Tiré du site Europe Solidaire et sans frontières
12 février 2009
Face à la crise, la gauche oscille entre deux projets contradictoires : le retour aux Trente glorieuses et le dépassement du capitalisme. Il existe en même temps une ambiguïté paradoxale, en ce sens que tout le monde ou presque (à gauche) est aujourd’hui « keynésien » : la relance de la demande apparaît comme une réponse immédiate à la crise, et l’augmentation des salaires et des minima sociaux est une sorte de dénominateur commun.
Le retour au capitalisme régulé est pourtant hors d’atteinte. Pour des raisons économiques d’abord : l’absence de coordination des plans de relance européens montre que ce sera chacun pour soi. La crise va être le prétexte d’un blocage salarial accentué, dans l’espoir de soutenir l’activité par une compétitivité accrue. Toutes les tares constitutives de l’Europe néo-libérale sont mises à nu : pas de politique de change, pas de budget, et interdiction faite à la Banque centrale européenne d’émettre des emprunts. L’ampleur actuelle ou à venir des déficits budgétaires va poser des problèmes de financement des Etats et creuser les différentiels de taux d’intérêt entre les pays.

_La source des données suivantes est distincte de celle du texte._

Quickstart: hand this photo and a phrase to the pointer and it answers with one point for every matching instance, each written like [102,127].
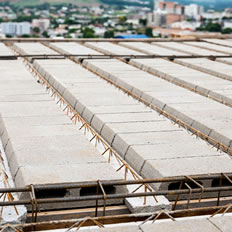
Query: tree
[25,36]
[88,33]
[143,22]
[109,34]
[45,34]
[122,19]
[213,27]
[36,29]
[227,31]
[149,32]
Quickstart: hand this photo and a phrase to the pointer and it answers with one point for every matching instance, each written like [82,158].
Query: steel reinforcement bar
[111,56]
[126,218]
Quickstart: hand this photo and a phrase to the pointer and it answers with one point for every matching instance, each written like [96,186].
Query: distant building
[132,36]
[156,19]
[194,11]
[175,12]
[16,29]
[42,24]
[165,13]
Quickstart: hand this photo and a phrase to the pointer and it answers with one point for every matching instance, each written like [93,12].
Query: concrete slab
[176,101]
[150,48]
[189,78]
[217,69]
[187,166]
[224,42]
[136,205]
[181,226]
[212,47]
[223,223]
[126,124]
[41,145]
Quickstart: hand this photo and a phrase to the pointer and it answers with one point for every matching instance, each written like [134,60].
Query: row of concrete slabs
[215,224]
[132,129]
[42,145]
[166,95]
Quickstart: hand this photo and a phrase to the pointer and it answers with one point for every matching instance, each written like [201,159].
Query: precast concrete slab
[211,47]
[194,225]
[202,83]
[5,51]
[44,147]
[73,48]
[34,49]
[151,49]
[110,48]
[187,48]
[223,223]
[215,224]
[125,124]
[194,50]
[175,101]
[223,42]
[186,167]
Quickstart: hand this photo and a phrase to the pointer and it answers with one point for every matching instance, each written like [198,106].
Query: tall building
[175,12]
[156,5]
[194,11]
[16,29]
[165,13]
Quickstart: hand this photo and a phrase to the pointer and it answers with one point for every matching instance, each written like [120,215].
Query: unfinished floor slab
[217,69]
[215,224]
[126,124]
[202,83]
[171,98]
[211,47]
[42,145]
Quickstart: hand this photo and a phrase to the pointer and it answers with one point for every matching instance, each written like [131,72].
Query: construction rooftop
[116,135]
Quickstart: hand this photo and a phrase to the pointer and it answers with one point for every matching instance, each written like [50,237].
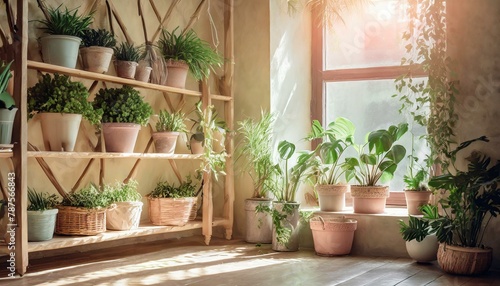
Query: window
[354,67]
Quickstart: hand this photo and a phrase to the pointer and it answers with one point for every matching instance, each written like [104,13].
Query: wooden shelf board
[52,154]
[114,79]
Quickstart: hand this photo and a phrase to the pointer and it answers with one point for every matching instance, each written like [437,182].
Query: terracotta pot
[369,199]
[258,224]
[332,197]
[415,199]
[165,142]
[464,260]
[120,137]
[177,73]
[332,236]
[96,59]
[60,130]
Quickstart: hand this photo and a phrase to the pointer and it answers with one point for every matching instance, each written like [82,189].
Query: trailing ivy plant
[430,103]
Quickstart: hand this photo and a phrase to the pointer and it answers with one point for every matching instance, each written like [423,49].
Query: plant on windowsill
[97,50]
[377,161]
[59,101]
[472,198]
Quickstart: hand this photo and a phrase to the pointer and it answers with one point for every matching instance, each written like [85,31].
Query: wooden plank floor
[189,262]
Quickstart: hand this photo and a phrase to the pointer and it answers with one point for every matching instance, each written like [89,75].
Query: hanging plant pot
[96,59]
[332,236]
[60,130]
[120,137]
[176,73]
[60,50]
[369,199]
[258,224]
[165,142]
[6,122]
[332,197]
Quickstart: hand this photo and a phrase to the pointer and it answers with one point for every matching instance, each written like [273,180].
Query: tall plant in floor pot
[125,210]
[60,103]
[42,214]
[472,198]
[123,112]
[254,153]
[327,165]
[65,28]
[8,107]
[377,161]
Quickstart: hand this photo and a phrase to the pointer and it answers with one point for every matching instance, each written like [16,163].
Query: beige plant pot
[96,59]
[369,199]
[60,130]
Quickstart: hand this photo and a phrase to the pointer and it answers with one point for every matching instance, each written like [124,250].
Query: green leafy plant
[6,100]
[188,47]
[473,198]
[98,37]
[255,151]
[89,197]
[41,201]
[170,122]
[61,21]
[127,52]
[380,160]
[62,95]
[123,104]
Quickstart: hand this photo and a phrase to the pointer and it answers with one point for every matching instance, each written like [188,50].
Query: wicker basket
[80,221]
[170,211]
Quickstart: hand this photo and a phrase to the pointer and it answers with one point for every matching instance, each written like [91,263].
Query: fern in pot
[42,214]
[123,112]
[126,206]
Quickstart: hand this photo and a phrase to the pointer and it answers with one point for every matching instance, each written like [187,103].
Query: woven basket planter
[80,221]
[170,211]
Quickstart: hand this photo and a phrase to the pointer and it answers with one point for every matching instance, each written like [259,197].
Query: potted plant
[168,128]
[420,237]
[60,103]
[83,212]
[42,214]
[472,198]
[126,206]
[377,161]
[8,107]
[327,165]
[123,112]
[254,151]
[170,204]
[127,58]
[65,28]
[185,51]
[96,50]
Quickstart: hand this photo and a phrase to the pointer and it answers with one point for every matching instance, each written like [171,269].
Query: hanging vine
[431,103]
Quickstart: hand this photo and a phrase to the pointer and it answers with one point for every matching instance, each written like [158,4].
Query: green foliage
[336,138]
[473,198]
[165,189]
[66,22]
[122,192]
[122,105]
[61,95]
[89,197]
[381,159]
[188,47]
[170,122]
[98,37]
[6,100]
[127,52]
[41,201]
[255,149]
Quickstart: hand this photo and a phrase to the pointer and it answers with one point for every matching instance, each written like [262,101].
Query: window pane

Mais fondamentalement la question est politique : il faudrait, pour re-réguler le capitalisme, un degré d’affrontement que les re-régulationnistes ne sont pas prêts à envisager. Prenons un exemple concret emprunté au contre-plan du PS qui propose à la fois d’augmenter le Smic et de baisser la TVA. Comment ne pas voir que la combinaison de ces deux mesures est une sorte d’encouragement au vice ? Les entreprises prendraient évidemment prétexte de la hausse de leur coût salarial pour ne pas répercuter la baisse de TVA dans leur prix, de manière à conserver leur taux de marge. La seule manière pour qu’il en soit autrement serait de contrôler le comportement des entreprises. Le même raisonnement vaut pour les aides apportées aux banques et, de manière générale, pour tous les plans de relance. Ces derniers risquent bien de ne pas fonctionner mais une chose est sûre en tout cas : aucun plan de ce genre ne peut spontanément imposer de nouvelles règles de fonctionnement au capitalisme. Et ce n’est pas un problème de taille : ni les 50 milliards du PS, ni les 100 milliards du PG ne peuvent suffire à contourner l’obstacle.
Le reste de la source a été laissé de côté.